Plan deployment: Develop and document a plan for deploying the model. Couple of common points considered:
1. How will the knowledge or information be propagated to users? How will the use of the result be monitored or its benefits measured?
2. How will the model or software result be deployed within the organization’s systems? How will its use be monitored and its benefits measured (where applicable)?
3. Identify possible problems when deploying the data mining results

Plan monitoring and maintenance: Develop a thorough monitoring and maintenance plan to avoid issues during the operational phase (or post-project phase) of a model.
1. What could change in the environment? How will accuracy be monitored?
2. When should the data mining model not be used anymore?
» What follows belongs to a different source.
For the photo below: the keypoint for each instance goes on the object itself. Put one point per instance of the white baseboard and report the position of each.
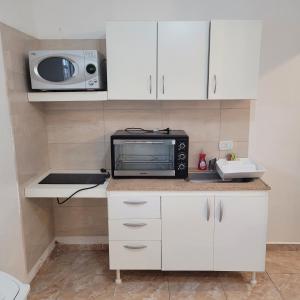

What should happen if it could no longer be used? (Update model, new data mining project)
3. Will the business objectives of the use of the model changeover time?

Produce final report: The project team documents a summary of the project which might include a final presentation of data mining results.

Review project: Conduct a project retrospective about what went well, what could have been better, and how to improve in the future. Couple of common activities taken up are listed:
1. Interview people involved in the project. Interview end users. What could have been done better? Do they need additional support? Summarize feedback and write the experience documentation
2. Analyze the process (what went right or wrong, what was done well and what needs to be improved.).
3. Document the specific data mining process (How can results and experience of applying the model be fed back into the process?). Abstract from details to make the experience useful for future projects.

Why does CRISP-DM make you a better Data Scientist?

Now that we have thoroughly drilled down the different phases of CRISP-DM let’s see what the benefits of it are:

CRISP-DM provides a uniform framework for
1. Guidelines
2. experience documentation
This methodology is cost-effective as it includes a number of processes to take out simple data mining tasks and the processes are well established across industry.
CRISP-DM encourages best practices and allows projects to replicate.
This methodology provides a uniform framework for planning and managing a project.
Being cross-industry standard, CRISP-DM can be implemented in any Data Science project irrespective of its domain.

CRISP-DM has been the de-facto industry standard process model for data mining, with an expanding number of applications across a wide array of industries. It is extremely important that every data scientist and data miner must understand the different steps of this model.